SECURITIES MARKET DEVELOPMENT, GOVERNMENT REGULATIONS AND ECONOMIC GROWTH AMONG THE COMMON MARKET FOR EASTERN AND SOUTHERN AFRICA MEMBER STATES
Abstract
Abstract
Purpose: The purpose of this paper was investigates the effect of Government regulations on the relationship between securities markets development and economic growth of the Common Markets for Eastern and Southern Africa (COMESA) member states.
Design/Methodology: The study was structured as a longitudinal study using a causal research design focusing on the study period from 2005 to 2020. The study utilized panel data on nine (9) COMESA member states and an econometric model of four indicators: stock market capitalization, the stock traded value for securities market development (SMD), ease of doing business index (score) for government regulations (GR) and real GDP growth rate for economic growth (EG), with fixed effects model as an discussion estimator.
Findings: The study findings were that government regulations positively influence the relationship between securities market development and the economic growth of COMESA member states. The findings of the study support the neoclassical growth theory and the public interest theory of regulations. The study conclude that government regulations is a strong macroeconomic factor that can be used by the member states to directly determine the level of the relationship between SMD and economic growth.
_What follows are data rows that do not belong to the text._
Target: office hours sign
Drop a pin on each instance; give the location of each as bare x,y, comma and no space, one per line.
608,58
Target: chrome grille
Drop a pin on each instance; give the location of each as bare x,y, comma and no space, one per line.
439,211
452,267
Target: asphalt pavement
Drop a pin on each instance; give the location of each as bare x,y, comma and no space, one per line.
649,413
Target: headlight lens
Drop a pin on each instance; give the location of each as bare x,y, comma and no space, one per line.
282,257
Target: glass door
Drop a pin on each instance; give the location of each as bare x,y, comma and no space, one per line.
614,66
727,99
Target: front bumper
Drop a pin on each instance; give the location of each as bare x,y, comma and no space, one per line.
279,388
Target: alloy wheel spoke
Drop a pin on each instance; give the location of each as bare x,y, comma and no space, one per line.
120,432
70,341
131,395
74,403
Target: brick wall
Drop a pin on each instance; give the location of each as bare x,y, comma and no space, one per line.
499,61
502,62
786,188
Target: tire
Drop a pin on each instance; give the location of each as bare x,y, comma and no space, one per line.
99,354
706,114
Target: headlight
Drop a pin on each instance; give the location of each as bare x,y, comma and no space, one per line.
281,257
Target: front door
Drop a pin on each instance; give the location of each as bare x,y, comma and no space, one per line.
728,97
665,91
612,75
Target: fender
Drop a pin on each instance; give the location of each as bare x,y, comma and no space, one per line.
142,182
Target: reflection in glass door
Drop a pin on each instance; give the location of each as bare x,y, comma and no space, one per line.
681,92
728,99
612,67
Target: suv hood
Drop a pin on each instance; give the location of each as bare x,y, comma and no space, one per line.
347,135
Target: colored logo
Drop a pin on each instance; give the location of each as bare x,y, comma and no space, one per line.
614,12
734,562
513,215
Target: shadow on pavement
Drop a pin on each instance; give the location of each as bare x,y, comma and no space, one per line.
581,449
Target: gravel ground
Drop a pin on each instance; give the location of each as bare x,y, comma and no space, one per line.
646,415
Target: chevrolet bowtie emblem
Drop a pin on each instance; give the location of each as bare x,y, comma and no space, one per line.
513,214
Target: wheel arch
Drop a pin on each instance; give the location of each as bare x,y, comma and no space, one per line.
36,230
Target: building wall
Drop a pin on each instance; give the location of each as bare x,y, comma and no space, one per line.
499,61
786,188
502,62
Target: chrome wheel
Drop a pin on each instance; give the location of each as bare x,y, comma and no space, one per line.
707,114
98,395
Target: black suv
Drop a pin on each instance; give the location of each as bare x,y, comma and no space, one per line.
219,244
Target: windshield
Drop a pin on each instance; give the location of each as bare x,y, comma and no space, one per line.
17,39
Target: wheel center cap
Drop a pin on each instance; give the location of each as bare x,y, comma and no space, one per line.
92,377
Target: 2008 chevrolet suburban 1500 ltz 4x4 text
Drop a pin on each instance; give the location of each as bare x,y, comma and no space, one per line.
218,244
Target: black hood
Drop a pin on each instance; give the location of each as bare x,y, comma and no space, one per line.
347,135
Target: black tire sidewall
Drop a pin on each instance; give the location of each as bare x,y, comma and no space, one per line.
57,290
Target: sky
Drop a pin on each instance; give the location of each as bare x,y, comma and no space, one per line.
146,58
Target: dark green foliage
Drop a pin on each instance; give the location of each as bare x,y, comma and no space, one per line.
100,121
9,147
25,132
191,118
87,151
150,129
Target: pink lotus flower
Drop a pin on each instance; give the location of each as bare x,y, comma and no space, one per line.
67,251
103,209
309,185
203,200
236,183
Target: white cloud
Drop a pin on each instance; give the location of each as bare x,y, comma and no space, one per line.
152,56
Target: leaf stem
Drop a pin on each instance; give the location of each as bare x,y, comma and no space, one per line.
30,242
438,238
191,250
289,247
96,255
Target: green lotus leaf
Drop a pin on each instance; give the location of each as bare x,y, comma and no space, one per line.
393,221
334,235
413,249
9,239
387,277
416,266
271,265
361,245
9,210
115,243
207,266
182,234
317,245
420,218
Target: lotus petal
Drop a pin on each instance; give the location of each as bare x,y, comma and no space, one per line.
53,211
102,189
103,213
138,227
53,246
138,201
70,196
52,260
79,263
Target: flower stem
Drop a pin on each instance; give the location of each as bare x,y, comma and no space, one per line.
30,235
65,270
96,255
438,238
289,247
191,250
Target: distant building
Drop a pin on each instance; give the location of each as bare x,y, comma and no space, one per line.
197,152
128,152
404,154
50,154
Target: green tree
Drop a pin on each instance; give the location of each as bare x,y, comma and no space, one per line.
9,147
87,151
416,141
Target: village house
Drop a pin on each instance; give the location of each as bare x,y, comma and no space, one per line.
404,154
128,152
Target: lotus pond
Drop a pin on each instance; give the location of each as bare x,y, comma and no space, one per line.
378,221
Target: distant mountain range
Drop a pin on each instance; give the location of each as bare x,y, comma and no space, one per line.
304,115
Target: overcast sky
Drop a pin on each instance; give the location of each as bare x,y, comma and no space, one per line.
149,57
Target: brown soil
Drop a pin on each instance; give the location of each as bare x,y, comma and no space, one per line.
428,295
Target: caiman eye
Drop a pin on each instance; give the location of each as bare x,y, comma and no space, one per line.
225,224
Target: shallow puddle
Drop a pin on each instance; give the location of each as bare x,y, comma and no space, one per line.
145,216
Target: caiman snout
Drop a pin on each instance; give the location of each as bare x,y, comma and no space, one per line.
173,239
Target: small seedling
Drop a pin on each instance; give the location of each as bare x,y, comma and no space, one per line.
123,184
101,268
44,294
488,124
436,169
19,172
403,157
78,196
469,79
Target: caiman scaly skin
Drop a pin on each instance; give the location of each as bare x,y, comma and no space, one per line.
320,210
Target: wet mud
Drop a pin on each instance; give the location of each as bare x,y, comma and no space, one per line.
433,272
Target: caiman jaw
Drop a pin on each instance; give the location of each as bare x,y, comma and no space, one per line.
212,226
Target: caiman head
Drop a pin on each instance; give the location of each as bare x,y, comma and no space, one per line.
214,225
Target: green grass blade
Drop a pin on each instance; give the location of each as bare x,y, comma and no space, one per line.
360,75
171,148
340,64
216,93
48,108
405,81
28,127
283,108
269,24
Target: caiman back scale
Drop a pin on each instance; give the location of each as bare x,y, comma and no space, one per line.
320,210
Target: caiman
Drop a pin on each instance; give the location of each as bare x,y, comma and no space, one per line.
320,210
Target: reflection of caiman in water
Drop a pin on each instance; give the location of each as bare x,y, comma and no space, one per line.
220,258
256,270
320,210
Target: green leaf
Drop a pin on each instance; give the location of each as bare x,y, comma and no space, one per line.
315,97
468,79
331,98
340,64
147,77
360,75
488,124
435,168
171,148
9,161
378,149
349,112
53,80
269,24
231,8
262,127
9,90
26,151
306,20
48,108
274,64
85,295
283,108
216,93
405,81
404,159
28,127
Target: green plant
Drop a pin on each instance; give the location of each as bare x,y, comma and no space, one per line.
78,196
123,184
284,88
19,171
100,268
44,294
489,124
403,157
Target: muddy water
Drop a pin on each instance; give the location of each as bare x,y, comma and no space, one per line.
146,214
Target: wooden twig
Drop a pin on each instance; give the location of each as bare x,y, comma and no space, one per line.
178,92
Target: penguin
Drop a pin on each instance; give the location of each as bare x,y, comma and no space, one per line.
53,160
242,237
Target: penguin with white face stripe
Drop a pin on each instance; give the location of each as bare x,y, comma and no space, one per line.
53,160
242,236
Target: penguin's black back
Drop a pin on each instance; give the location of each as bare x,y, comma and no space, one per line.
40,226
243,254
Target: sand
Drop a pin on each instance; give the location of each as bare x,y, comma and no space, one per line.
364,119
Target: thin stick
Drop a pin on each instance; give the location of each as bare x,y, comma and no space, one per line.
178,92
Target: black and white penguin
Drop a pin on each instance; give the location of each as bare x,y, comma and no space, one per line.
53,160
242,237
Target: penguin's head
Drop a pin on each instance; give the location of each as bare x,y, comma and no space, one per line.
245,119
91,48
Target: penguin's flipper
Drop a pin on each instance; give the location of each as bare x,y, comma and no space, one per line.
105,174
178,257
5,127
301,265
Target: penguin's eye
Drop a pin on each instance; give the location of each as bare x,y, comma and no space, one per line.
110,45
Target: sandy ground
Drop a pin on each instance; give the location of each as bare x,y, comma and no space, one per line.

Originality/Value: The study contributes to knowledge by providing evidence on the effect of government regulations on the relationship between SMD and EG of COMESA member states in light of the fact that there is limited empirical evidence in the finance literature.
Implication to Policy: The study recommends that COMESA member states should put in place strong and investor-friendly government regulations aimed at making the securities markets more efficient and attractive to investors to promote economic growth within the trading bloc.
Key Words: Securities Market Development, Government Regulations Economic Growth, and Fixed Effects Model.